UC Berkeley juniors Aastha Jha, representing Student Action, and Regan Putnam, representing CalSERVE, are going head-to-head for the position of academic affairs vice president, or AAVP, in the 2019 ASUC elections, each with platforms that address diversity and representation, wellness and accessibility to resources.
The AAVP manages the relationship between students and the academic senate and faculty. The office appoints students to campus committees, meets with administrative officials and manages the distribution of ASUC scholarships and grants.
Jha, who is studying economics and data science, is the current chief of staff under AAVP Melany Amarikwa and is running on a platform that aims to improve academic resource equity, wellness, faculty accountability and food security in order for students to “thrive” on campus.
“When I see something wrong, my first instinct is to find a solution to fix it,” Jha said. “Since my freshman year, I’ve been seeing things around me … ‘This needs to change.’ That’s why I joined student government.”
If elected, Jha said she will increase academic resources by expanding laptop rentals from Moffitt Library and contextualizing grades for recruiters in an effort to address “grade deflation.” Jha said she will also focus on student wellness by expanding sexual health programs and increasing the number of vending machines that include first-aid kits and contraceptives.
Putnam, who goes by they/them pronouns and is studying data science, served as chief of staff to former ASUC Senator Juniperangelica Cordova. They are running on platforms that address “institutional cracks” and improving the short-term support offered on campus while also creating long-term solutions that increase diversity, accessibility and wellness.
“To reach that dream of what UC Berkeley can be, we have to dream big and we have to stick the landing,” Putnam said. “We have to have bold yet pragmatic solutions, and my track record and passion for this work makes me the most qualified candidate for this position.”
Putnam aims to increase the quantity, accessibility and visibility of resources on campus for all students. They will also push for increased student diversity, representation and equity regardless of identity. They also hope to create a long-term wellness solution to combat “toxic” campus culture that prioritizes academics over health, in addition to ensuring that mental and physical healthcare includes support for sexual violence.

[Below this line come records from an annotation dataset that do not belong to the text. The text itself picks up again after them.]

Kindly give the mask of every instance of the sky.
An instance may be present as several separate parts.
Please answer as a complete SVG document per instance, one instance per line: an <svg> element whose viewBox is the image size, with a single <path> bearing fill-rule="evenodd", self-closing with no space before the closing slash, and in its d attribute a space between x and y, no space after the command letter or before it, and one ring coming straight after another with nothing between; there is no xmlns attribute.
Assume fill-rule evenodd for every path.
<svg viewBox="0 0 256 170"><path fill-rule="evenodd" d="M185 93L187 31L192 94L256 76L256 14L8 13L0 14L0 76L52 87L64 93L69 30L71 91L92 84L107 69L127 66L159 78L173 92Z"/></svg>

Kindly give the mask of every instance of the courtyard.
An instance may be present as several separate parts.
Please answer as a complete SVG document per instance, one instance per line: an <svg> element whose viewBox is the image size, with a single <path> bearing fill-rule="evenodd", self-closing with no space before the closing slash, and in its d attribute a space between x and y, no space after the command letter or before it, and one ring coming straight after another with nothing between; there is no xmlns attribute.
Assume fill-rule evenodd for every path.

Amarikwa said the AAVP office is unique because it is already “set in motion” — it is not defined by a party, and those who are new to the office must learn how it functions. She added that she brought Jha on as the chief of staff because she saw that she was highly motivated.
Jha added that though she has worked in the AAVP’s office for two years, there is still more for her to learn about navigating the office and executing initiatives.
“I saw last year how having an AAVP who’s already been in the office made for a much smoother transition,” Jha said. “Sometimes we forget how important continuity is and that’s one of the biggest gripes of the ASUC — our high turnover rate.”
Putnam said that as AAVP, they will continue to advocate for students with their previously acquired skills for fundraising, policymaking, organizing and engagement with faculty and staff.
Vice Chancellor of Student Affairs Steve Sutton, who was interviewed in a personal capacity, said that Putnam plays a key leadership role in advising him on important student matters as the liaison for the Vice Chancellor for Student Affairs Council.
“Regan is organized, thoughtful, insightful about a large range of campus issues, inquisitive, articulate and approachable,” Sutton said. “Regan fully commits themselves to being a productive, trusted and hard working student leader.”
Voting for the ASUC elections will be held April 8, 9 and 10.